I typically do not mind such requests (even though they can be huge time drains), since, well, it is what I like to do (for those of you that have made such requests of me and others in the past, it is always appreciated when you report back about your experience when you return). With few exceptions, I will counsel people to visit wineries that I have already been to myself, usually providing the name of someone to contact upon arrival, and often contacting the winery to let them know that I am sending someone their way.
Like I said–I really don’t mind as it is a passion for me (in case you haven’t noticed, wine is one of my three passions–it says so right at the top of this page).
Believe it or not, I often do the same thing–I will contact another blogger/writer asking if there are any new “must visits” even if I have visited the region already. There are just so many wineries out there, it really is tough to stay on top of any one region let alone all of them.
There are also several wineries on a bit of a short list of places that I have to visit sooner rather than later. Near the top is a winery that I learned about through my blogging pal, Gabe Sasso (he writes for the Daily Meal as well as his own site, Gabe’s View), who pointed me in their direction.
2013 Smith-Madrone Riesling: Retail $27. A bit of lemon, stone fruit, and some petrol on the nose, but still rather shy. On the palate rather impressive with a tart acidity and focus. While I was making my way through this wine, I could not help but think I was doing a bit of an injustice–I am fairly certain that it will continue to improve for 5, 10, even 15 years. Maybe longer. I doubt that I have not had a finer Riesling from Napa Valley. Outstanding. 91-93 Points.
2013 Smith-Madrone Chardonnay: Retail $32. A great nose of pear and lemon meringue pie with a hint of oak. On the palate, great citrus flavors and some mineral notes. While the wine is long and flavorful, it is a bit short on acidity. Those flavors win out in the end though, resulting in an impressive wine. Very Good to Outstanding. 88-90 Points.

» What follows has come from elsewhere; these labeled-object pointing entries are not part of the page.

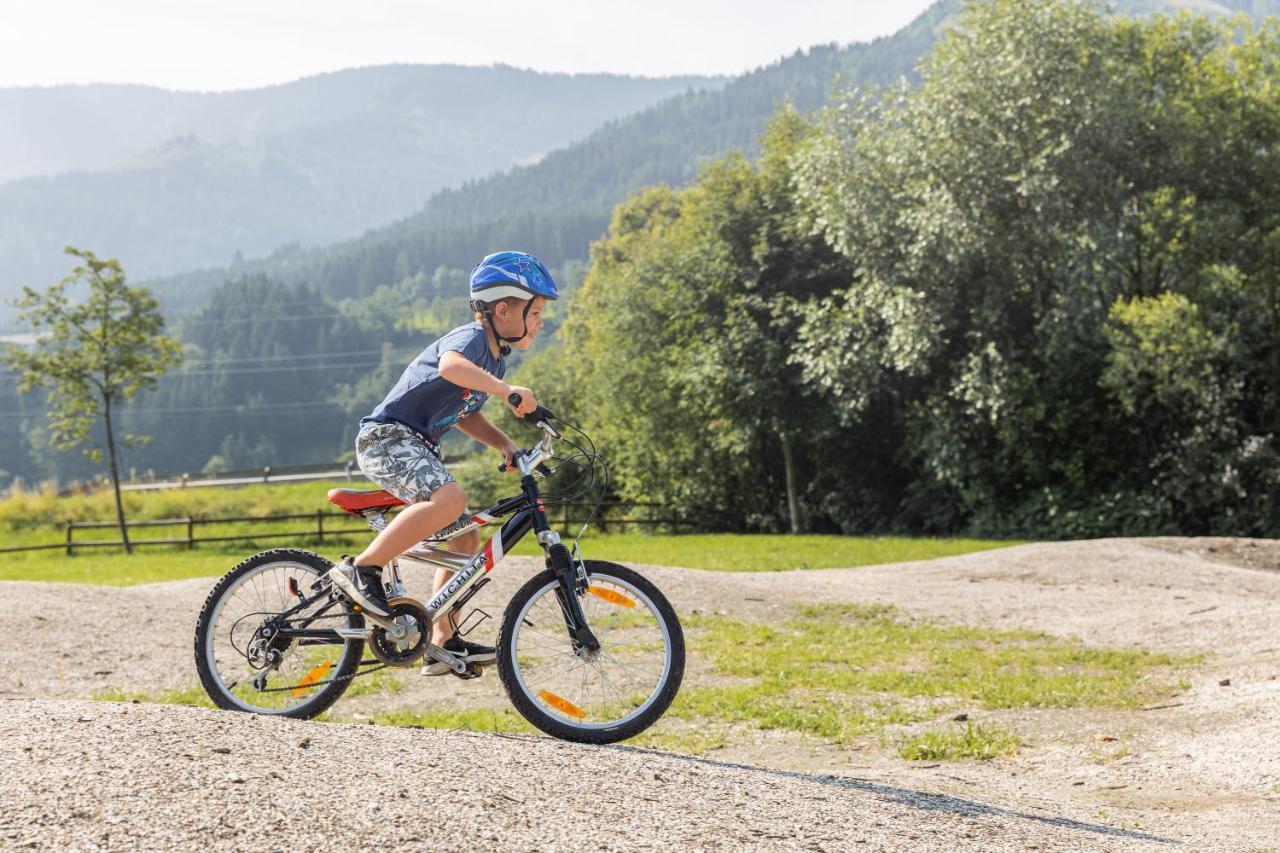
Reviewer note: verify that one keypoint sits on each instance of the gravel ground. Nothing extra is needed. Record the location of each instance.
(92, 775)
(1202, 772)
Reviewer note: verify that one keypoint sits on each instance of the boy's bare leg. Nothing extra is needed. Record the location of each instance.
(415, 523)
(466, 543)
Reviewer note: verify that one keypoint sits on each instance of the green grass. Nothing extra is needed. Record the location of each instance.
(768, 552)
(192, 696)
(716, 552)
(972, 742)
(845, 674)
(501, 720)
(118, 569)
(842, 673)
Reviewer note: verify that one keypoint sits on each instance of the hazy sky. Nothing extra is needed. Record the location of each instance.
(238, 44)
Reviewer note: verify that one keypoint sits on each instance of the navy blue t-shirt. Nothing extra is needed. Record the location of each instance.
(425, 401)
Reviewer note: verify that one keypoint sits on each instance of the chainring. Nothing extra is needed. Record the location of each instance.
(391, 651)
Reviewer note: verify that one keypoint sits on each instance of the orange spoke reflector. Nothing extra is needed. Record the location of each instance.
(561, 705)
(612, 597)
(311, 678)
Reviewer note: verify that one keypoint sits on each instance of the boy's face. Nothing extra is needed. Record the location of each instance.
(510, 320)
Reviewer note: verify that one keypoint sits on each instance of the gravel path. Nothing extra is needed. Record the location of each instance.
(92, 775)
(1202, 772)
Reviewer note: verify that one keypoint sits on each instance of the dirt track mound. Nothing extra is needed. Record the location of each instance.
(94, 775)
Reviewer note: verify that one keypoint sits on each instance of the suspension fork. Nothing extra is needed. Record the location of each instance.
(561, 564)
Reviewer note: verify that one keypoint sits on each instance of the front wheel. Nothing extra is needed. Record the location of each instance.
(592, 697)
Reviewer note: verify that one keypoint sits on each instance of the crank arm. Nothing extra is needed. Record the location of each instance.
(448, 658)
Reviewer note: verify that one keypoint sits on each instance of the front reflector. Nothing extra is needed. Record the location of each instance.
(561, 705)
(611, 596)
(311, 678)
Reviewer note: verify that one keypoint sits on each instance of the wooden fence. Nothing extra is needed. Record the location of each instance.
(333, 525)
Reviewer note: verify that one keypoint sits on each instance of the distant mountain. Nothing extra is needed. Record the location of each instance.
(563, 201)
(556, 206)
(169, 181)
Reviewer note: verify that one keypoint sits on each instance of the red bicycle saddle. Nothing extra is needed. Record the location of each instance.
(360, 500)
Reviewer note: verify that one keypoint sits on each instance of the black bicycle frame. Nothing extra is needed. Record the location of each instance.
(528, 512)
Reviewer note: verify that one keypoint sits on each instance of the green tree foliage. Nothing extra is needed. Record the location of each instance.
(677, 345)
(1065, 242)
(1037, 293)
(92, 352)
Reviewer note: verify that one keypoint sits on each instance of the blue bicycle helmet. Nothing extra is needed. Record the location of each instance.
(504, 274)
(517, 274)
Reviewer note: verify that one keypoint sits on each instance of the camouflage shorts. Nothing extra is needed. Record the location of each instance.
(401, 461)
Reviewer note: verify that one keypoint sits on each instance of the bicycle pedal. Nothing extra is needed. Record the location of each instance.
(472, 671)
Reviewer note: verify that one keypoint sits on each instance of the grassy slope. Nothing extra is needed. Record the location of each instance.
(35, 519)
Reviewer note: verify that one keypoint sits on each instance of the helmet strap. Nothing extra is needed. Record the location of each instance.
(503, 341)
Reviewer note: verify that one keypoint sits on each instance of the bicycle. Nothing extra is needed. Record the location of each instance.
(588, 651)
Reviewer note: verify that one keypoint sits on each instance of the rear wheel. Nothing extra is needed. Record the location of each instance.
(242, 670)
(592, 697)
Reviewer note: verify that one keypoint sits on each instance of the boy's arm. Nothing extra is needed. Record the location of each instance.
(462, 372)
(479, 428)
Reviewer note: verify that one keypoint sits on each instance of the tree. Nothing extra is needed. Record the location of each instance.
(1055, 236)
(92, 355)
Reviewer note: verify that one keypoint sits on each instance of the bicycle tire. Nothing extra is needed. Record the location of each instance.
(315, 705)
(528, 706)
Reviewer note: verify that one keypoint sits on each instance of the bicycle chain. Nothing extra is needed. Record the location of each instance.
(341, 678)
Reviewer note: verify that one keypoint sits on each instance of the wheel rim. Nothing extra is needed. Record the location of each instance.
(304, 670)
(609, 689)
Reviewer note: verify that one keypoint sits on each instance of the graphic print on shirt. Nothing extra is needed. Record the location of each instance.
(470, 404)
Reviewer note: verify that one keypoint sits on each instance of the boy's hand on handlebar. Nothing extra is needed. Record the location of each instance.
(528, 402)
(508, 455)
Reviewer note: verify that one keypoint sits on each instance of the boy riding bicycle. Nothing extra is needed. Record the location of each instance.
(397, 446)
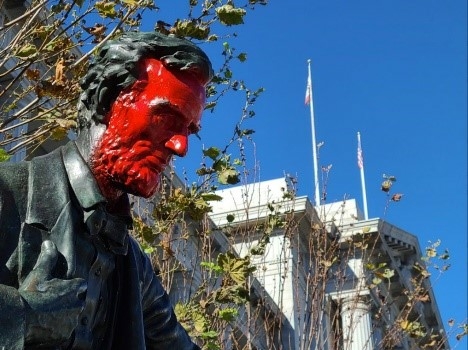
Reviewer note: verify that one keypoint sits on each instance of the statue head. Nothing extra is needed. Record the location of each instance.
(116, 67)
(145, 94)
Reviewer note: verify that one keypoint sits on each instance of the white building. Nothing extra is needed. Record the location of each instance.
(341, 282)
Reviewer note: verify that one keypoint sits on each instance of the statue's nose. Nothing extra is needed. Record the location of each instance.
(178, 144)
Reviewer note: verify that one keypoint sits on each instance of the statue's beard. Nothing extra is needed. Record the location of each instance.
(135, 170)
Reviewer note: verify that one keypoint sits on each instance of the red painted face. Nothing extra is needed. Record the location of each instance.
(147, 124)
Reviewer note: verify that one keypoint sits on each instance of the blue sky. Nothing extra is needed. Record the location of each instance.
(393, 70)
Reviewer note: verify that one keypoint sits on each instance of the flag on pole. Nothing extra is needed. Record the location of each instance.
(308, 91)
(360, 158)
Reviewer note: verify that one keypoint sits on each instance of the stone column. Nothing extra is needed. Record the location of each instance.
(357, 323)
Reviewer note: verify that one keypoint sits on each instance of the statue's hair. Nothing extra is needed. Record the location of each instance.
(116, 67)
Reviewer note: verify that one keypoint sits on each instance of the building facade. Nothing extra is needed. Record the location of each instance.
(340, 282)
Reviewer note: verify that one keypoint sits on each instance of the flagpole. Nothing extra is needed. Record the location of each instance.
(363, 180)
(314, 142)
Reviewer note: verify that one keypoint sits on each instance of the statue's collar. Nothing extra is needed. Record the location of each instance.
(80, 177)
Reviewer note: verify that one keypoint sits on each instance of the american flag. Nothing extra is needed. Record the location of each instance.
(360, 159)
(308, 90)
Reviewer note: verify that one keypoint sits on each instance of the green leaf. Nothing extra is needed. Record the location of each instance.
(211, 266)
(237, 269)
(242, 57)
(211, 197)
(106, 9)
(228, 314)
(388, 273)
(27, 51)
(228, 176)
(209, 335)
(431, 252)
(229, 15)
(4, 156)
(212, 152)
(192, 29)
(129, 2)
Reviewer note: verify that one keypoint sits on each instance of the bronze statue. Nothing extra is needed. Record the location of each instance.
(70, 275)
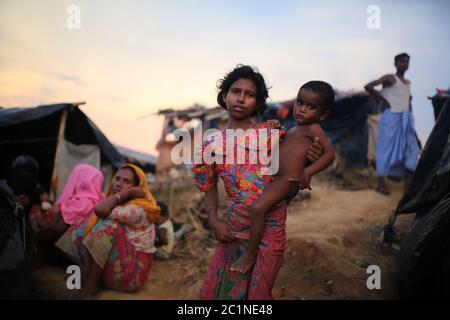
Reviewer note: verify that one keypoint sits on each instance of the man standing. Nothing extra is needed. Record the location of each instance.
(397, 145)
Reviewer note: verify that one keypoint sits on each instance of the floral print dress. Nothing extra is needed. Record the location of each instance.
(244, 183)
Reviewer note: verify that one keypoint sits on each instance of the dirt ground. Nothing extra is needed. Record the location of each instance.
(332, 238)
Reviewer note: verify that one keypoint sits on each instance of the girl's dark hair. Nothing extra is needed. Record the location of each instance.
(244, 72)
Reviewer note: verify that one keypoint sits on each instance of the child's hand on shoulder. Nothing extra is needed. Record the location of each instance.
(273, 124)
(305, 180)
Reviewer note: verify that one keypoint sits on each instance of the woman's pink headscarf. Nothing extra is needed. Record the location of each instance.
(81, 193)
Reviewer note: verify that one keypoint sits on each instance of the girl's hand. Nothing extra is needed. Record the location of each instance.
(305, 180)
(314, 151)
(221, 231)
(273, 124)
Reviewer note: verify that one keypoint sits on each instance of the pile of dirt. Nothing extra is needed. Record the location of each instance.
(333, 236)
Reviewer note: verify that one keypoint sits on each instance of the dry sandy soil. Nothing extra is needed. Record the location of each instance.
(332, 238)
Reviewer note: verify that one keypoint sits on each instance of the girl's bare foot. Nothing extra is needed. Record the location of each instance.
(244, 263)
(382, 187)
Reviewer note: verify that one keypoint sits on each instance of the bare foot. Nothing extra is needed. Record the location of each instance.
(382, 187)
(244, 263)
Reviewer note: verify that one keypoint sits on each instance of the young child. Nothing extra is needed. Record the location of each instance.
(313, 103)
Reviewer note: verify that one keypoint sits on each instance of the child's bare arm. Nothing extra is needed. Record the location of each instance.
(324, 160)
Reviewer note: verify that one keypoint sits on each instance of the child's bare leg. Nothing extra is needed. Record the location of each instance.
(275, 192)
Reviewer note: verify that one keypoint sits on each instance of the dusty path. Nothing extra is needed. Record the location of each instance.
(332, 238)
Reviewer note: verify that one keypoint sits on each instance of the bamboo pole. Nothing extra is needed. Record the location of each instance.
(56, 163)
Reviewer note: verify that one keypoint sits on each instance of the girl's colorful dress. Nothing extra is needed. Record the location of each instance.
(243, 183)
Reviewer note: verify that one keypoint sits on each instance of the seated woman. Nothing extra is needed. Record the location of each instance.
(117, 246)
(76, 203)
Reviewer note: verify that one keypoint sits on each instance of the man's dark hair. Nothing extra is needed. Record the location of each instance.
(164, 209)
(400, 56)
(244, 72)
(324, 90)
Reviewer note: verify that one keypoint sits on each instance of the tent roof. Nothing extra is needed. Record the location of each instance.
(79, 128)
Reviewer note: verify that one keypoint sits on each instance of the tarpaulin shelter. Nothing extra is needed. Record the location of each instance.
(424, 258)
(346, 126)
(58, 136)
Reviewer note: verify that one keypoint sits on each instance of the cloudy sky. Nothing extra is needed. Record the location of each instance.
(131, 58)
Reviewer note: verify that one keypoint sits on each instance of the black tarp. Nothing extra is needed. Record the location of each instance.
(34, 131)
(431, 180)
(424, 258)
(347, 128)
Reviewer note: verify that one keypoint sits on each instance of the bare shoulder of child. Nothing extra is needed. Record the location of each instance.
(293, 152)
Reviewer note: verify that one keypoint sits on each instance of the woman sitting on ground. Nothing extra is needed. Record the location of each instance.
(117, 246)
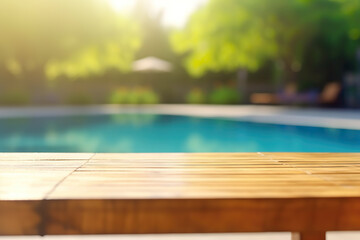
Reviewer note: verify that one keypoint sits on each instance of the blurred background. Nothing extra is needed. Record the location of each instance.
(293, 52)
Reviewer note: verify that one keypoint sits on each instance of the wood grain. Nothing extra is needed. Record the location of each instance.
(181, 193)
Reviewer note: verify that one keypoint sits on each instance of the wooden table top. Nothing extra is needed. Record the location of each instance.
(69, 193)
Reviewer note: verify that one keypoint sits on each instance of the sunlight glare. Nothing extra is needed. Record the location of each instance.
(175, 12)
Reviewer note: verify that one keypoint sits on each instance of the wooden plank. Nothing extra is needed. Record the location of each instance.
(308, 236)
(20, 217)
(200, 215)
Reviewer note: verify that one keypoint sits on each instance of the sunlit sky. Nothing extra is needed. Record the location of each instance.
(175, 12)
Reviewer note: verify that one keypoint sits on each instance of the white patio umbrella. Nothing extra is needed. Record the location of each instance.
(151, 64)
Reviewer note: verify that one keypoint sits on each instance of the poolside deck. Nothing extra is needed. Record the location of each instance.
(178, 193)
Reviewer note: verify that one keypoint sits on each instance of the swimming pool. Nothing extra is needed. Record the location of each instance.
(166, 133)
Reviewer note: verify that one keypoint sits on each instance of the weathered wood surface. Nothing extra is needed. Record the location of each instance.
(44, 193)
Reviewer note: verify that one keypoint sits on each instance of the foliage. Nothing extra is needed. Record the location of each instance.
(226, 35)
(196, 96)
(138, 95)
(225, 95)
(79, 99)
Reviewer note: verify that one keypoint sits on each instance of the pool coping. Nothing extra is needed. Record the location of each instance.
(330, 118)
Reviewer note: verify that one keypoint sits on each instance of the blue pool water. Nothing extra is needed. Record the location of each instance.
(163, 133)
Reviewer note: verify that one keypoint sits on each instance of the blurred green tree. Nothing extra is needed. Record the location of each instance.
(226, 35)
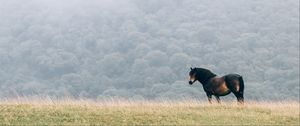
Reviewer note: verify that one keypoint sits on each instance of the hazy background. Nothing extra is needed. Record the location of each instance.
(143, 49)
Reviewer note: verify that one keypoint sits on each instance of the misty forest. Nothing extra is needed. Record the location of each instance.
(143, 49)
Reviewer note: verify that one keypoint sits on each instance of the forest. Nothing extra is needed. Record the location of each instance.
(138, 49)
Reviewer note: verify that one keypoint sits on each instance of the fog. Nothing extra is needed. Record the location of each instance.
(140, 49)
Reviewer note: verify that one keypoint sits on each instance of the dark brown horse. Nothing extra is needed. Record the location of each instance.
(218, 86)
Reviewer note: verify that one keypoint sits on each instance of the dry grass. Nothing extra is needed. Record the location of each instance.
(130, 112)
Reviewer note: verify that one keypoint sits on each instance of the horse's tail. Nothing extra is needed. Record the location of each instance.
(241, 84)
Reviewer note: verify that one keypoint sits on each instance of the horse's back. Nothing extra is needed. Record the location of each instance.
(234, 82)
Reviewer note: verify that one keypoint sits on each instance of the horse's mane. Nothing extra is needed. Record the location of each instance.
(204, 75)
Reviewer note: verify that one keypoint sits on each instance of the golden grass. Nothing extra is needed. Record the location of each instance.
(47, 111)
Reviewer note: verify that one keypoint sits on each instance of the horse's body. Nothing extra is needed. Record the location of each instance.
(218, 86)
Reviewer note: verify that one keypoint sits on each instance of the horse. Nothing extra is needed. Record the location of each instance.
(218, 86)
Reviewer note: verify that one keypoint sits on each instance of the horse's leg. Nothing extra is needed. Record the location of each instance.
(209, 97)
(240, 97)
(218, 99)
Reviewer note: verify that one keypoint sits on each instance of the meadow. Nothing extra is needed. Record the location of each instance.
(131, 112)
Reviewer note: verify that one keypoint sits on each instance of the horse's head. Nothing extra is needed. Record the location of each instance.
(193, 76)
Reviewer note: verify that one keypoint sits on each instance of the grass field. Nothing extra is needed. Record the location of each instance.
(85, 112)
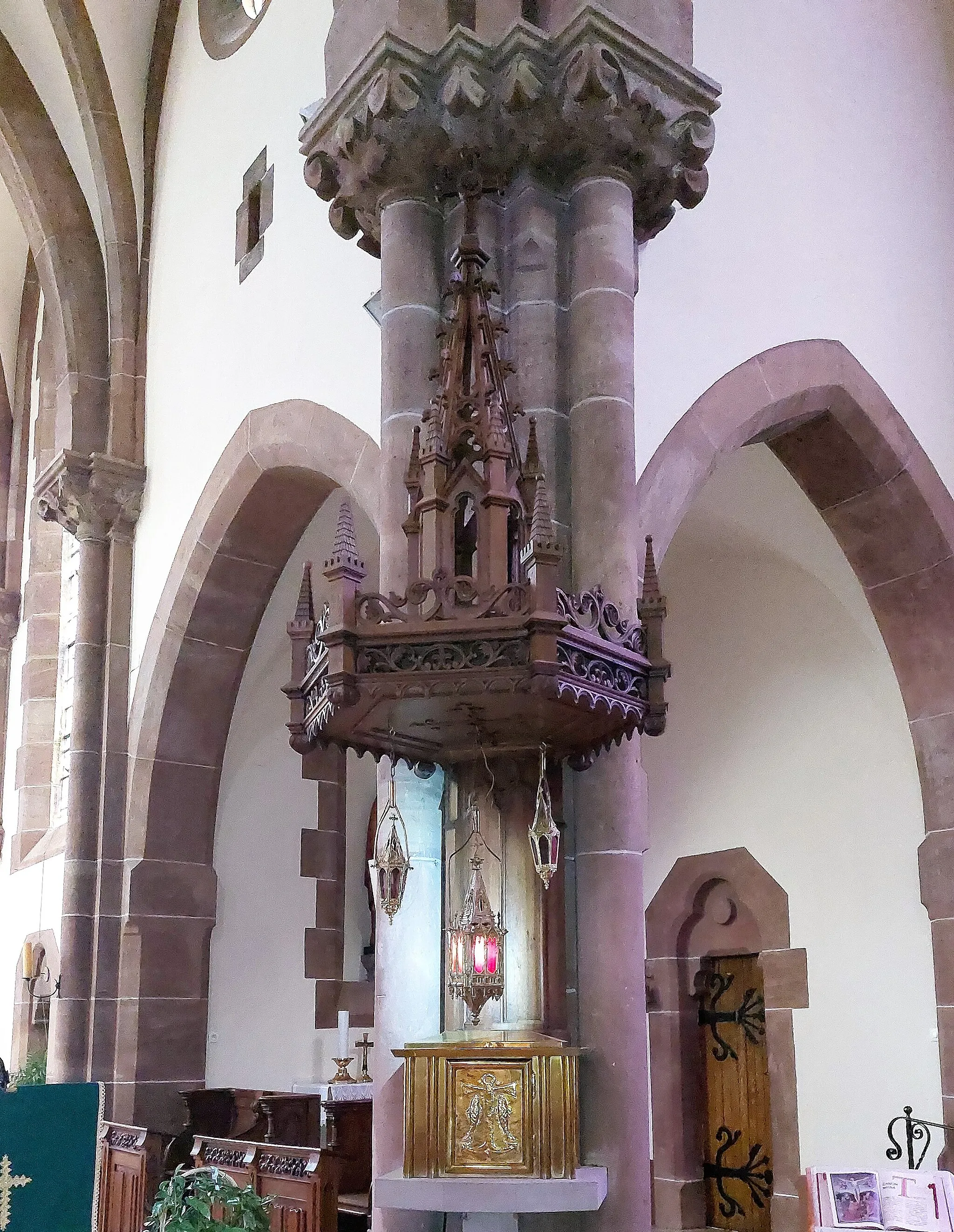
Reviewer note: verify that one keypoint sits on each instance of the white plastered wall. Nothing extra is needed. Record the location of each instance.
(260, 1007)
(829, 210)
(31, 898)
(13, 268)
(787, 735)
(296, 328)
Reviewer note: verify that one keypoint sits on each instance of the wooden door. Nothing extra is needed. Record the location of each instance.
(737, 1157)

2012 Smith-Madrone Cabernet Sauvignon: Retail $48. I have been writing this blog for close to four years now and have been drinking wine for about 37 times that. I still have not figured out Napa Cabernet. On one hand there are the big, muscular, jammy, $300/bottle wines for which all the critics seem to offer up their first-born son. Then there are wines like this: reserved, subtle fruit, good acidity, but nothing like their bombastic “brethren.” So how do you evaluate a wine? Do you judge it against its peers, against what is “typical” for the region? Or do you take it on its own, with a meal, and a bit of context? I prefer the latter. Paired with the medium rare skirt steak, Israeli couscous, and grilled asparagus, this was a near perfect match melding in well as a complimentary element, but still demanding attention. Subtle red berry fruit (with a tinge of bell pepper), a bit of campfire smoke, and black pepper was followed with some earth and a hint of anise on the palate. Over the course of the bottle, I vacillated from impressed, intrigued, encouraged, and ultimately very pleased. This is solid proof that more of an old-world style approach can excel in Napa. Outstanding. 91-93 Points.